The murdered woman, Irene, would seem to have found a husband who reciprocated her own deeply-felt obsession. Her husband, a man by the name of Morales, seems devasted by the news of her murder, and insists on carrying forward with the investigation even when the leads, pointing as they do to the involvment of a childhood friend by the name of Gomez, have grown cold. This obsession, that look of devastation, that idea of time having halted for this man who has lost a wife, haunt the investigator through the intervening years, and he will find himself returned to his department and reaching out to Irene as he embarks on his own journey through the labyrinths of time and memory. And given that memory is an unstable terrain that can easily dissolve underneath one's feet as we reflect on how we all share an elemental need to erect a fiction that will comfort us, we find ourselves sharing in the mystery of a dilemma that remains unresolved, one in which we wonder if haunted people will be able to purge themselves of their ghosts.

And this movie does indeed take a devastating turn when things would seem to have been concluded in a messy fashion. It seems that the guilty man is freed, and justice is, indeed, another quimera that escapes capture. Gomez confesses and is jailed but is then freed, Esposito's sidekick Sandoval is brutally murdered, and the main characters are also left to wonder at how to carry on with, as Esposito expresses it, the charade of an empty life. Is there any conviction that will allow them to find the road out of the respective emotional labyrinth in which they find themeselves?
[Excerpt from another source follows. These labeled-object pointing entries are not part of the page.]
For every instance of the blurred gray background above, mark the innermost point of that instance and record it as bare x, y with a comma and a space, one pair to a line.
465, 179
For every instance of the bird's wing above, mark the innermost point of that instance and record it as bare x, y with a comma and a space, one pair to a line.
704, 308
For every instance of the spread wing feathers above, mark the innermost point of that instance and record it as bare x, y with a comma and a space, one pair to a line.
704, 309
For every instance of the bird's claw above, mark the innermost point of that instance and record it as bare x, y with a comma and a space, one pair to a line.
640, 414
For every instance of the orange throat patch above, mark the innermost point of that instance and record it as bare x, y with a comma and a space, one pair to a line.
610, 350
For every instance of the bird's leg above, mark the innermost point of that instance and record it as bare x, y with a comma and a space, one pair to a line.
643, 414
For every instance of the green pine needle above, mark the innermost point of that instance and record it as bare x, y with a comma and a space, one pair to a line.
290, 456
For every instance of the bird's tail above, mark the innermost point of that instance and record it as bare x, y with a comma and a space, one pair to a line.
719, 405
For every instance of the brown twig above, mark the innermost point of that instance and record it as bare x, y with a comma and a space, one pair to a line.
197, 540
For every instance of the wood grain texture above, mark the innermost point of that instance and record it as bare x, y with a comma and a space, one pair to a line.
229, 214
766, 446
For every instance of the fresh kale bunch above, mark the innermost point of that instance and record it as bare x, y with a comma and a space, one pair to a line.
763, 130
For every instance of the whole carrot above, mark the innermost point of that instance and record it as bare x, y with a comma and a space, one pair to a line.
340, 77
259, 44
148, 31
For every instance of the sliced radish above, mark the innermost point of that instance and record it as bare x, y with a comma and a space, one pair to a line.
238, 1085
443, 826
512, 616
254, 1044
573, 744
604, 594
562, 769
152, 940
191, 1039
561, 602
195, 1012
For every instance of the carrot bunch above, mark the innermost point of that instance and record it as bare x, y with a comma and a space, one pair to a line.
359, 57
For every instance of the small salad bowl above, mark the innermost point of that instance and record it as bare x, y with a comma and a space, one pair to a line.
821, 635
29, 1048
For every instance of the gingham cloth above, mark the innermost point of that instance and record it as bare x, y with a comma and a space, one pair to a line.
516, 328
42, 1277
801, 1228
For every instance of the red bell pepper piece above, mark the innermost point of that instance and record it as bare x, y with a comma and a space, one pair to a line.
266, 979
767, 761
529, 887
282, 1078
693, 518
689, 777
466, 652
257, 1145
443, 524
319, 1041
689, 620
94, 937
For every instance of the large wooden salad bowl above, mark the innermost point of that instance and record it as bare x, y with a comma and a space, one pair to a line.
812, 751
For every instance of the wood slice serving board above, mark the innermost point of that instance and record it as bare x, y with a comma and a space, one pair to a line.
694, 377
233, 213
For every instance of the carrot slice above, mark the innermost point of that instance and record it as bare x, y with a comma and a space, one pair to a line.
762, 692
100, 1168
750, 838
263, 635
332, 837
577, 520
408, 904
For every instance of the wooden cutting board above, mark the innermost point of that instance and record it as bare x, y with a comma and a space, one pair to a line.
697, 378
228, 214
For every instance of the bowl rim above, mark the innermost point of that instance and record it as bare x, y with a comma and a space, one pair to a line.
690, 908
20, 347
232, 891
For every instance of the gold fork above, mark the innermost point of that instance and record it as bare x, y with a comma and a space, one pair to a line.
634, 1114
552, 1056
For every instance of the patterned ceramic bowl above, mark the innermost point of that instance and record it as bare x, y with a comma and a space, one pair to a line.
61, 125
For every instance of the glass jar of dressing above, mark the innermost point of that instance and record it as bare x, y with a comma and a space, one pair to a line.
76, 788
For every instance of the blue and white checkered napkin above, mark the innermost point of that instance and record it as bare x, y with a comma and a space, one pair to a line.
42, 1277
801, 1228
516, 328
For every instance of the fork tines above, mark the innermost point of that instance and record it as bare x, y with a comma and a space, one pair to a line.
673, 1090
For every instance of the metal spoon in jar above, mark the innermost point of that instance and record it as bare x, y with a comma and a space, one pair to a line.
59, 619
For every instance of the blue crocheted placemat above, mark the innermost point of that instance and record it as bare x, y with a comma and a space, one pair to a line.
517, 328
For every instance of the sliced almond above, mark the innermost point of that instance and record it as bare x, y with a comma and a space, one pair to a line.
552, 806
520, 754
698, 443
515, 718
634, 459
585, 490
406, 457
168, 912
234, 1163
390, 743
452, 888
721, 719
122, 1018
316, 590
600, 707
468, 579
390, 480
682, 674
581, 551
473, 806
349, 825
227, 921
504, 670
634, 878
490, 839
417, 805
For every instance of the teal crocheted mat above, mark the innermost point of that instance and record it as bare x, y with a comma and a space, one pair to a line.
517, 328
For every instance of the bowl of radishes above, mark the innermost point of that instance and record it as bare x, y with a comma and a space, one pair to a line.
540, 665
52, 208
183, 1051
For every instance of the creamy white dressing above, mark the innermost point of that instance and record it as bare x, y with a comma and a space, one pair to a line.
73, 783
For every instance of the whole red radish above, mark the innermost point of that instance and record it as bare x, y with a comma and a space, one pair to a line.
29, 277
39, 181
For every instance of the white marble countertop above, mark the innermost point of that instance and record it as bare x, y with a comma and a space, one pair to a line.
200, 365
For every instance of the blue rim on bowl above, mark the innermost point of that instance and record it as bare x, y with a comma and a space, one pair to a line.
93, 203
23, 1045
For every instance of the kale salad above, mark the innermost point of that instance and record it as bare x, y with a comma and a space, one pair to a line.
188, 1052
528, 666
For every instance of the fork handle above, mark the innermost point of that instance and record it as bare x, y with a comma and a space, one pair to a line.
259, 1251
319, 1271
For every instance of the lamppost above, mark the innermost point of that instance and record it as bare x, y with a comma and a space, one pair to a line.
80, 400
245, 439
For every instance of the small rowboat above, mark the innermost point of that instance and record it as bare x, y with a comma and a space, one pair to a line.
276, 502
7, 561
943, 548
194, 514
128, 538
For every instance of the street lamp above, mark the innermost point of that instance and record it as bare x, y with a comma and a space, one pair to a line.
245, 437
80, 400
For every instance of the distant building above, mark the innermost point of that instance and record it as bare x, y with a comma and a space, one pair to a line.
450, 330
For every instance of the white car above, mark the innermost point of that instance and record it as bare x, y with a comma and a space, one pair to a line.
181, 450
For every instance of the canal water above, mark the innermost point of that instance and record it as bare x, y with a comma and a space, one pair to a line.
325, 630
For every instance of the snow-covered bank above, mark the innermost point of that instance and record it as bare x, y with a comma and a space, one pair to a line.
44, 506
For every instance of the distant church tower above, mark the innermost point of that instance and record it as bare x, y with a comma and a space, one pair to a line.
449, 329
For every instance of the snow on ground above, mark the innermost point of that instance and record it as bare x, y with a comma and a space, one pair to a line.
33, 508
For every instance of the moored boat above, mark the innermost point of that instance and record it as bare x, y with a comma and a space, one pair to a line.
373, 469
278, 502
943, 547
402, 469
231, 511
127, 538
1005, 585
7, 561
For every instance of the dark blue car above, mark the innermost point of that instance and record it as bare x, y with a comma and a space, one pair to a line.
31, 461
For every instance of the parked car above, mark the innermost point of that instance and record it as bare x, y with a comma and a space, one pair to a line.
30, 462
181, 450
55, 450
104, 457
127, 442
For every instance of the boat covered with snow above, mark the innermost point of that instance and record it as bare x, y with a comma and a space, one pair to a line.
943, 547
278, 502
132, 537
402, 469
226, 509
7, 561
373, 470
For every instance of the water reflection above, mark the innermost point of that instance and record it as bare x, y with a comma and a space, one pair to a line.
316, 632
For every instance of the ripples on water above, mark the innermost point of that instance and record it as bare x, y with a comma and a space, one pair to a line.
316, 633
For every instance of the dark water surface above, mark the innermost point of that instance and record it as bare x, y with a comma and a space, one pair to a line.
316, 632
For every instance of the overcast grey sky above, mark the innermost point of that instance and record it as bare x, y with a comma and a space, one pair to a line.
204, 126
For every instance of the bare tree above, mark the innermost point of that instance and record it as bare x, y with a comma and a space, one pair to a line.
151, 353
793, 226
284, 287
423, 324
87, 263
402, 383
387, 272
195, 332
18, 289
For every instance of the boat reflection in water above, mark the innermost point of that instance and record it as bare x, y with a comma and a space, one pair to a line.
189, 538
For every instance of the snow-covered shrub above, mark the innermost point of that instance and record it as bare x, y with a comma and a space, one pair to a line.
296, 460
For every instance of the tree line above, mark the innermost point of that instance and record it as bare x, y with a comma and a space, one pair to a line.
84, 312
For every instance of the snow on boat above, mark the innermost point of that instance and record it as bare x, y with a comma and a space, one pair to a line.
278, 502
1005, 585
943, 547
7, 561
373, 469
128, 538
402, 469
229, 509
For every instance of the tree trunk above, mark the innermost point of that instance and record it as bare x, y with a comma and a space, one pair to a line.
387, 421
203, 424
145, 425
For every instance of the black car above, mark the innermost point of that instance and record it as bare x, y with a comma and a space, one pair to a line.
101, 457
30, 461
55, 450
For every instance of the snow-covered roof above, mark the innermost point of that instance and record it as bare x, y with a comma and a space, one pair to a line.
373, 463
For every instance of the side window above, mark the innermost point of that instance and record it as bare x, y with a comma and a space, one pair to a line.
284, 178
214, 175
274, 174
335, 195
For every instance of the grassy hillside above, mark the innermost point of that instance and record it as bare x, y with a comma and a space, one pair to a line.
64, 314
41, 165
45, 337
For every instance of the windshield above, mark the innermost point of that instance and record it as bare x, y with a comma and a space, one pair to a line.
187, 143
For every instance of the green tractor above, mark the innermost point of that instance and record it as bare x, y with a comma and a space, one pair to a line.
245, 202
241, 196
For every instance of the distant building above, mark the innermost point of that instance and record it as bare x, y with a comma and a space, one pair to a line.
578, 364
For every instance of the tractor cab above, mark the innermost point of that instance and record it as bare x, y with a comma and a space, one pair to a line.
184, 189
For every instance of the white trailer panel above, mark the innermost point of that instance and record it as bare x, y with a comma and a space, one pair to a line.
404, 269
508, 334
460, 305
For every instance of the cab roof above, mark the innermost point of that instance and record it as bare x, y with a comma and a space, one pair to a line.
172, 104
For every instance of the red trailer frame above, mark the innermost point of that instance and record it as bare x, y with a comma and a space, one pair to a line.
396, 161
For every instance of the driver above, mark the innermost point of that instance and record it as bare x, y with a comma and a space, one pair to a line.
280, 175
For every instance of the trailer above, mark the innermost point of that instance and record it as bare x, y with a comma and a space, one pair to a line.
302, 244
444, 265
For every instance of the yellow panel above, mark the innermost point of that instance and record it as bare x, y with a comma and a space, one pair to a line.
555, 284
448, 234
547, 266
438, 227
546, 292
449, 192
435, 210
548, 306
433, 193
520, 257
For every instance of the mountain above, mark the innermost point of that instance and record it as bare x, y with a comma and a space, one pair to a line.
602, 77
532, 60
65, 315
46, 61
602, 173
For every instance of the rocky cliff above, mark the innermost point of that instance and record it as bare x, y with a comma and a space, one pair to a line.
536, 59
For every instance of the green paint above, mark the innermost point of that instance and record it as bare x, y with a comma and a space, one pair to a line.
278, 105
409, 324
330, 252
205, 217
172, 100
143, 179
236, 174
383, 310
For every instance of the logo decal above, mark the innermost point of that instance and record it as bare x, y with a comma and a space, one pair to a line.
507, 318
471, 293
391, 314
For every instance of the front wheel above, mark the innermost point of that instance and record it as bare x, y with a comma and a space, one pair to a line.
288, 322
The ending is gruesome, and it offers a troubling vision of the depths to which obsession and the search for justice may lead. We all write our own fictions, but at a certain point, fiction can be paralyzing because it contributes precisely to a sense of stasis, to the illusion that we can retrace our steps and avoid the feeling of crushing regret that affects so many of us, as if by having made other choices, we would have avoided the endless certainty of new misteps. And in this way, perhaps the ending seems a little too sentimental for me because it conforms one again to old Hollywood formulas (indeed, these are old human verities) of the classic "boy meets girl, boy loses girl, boy gets girl" story. If is a thin veneer that coats the truly frightening aspect of this story, that which will leave the spectator haunted, and which resides in the fates of Morales and Gomez.

Memory perhaps can be prison, but we all need our fictions to convince us of the possibility of escape.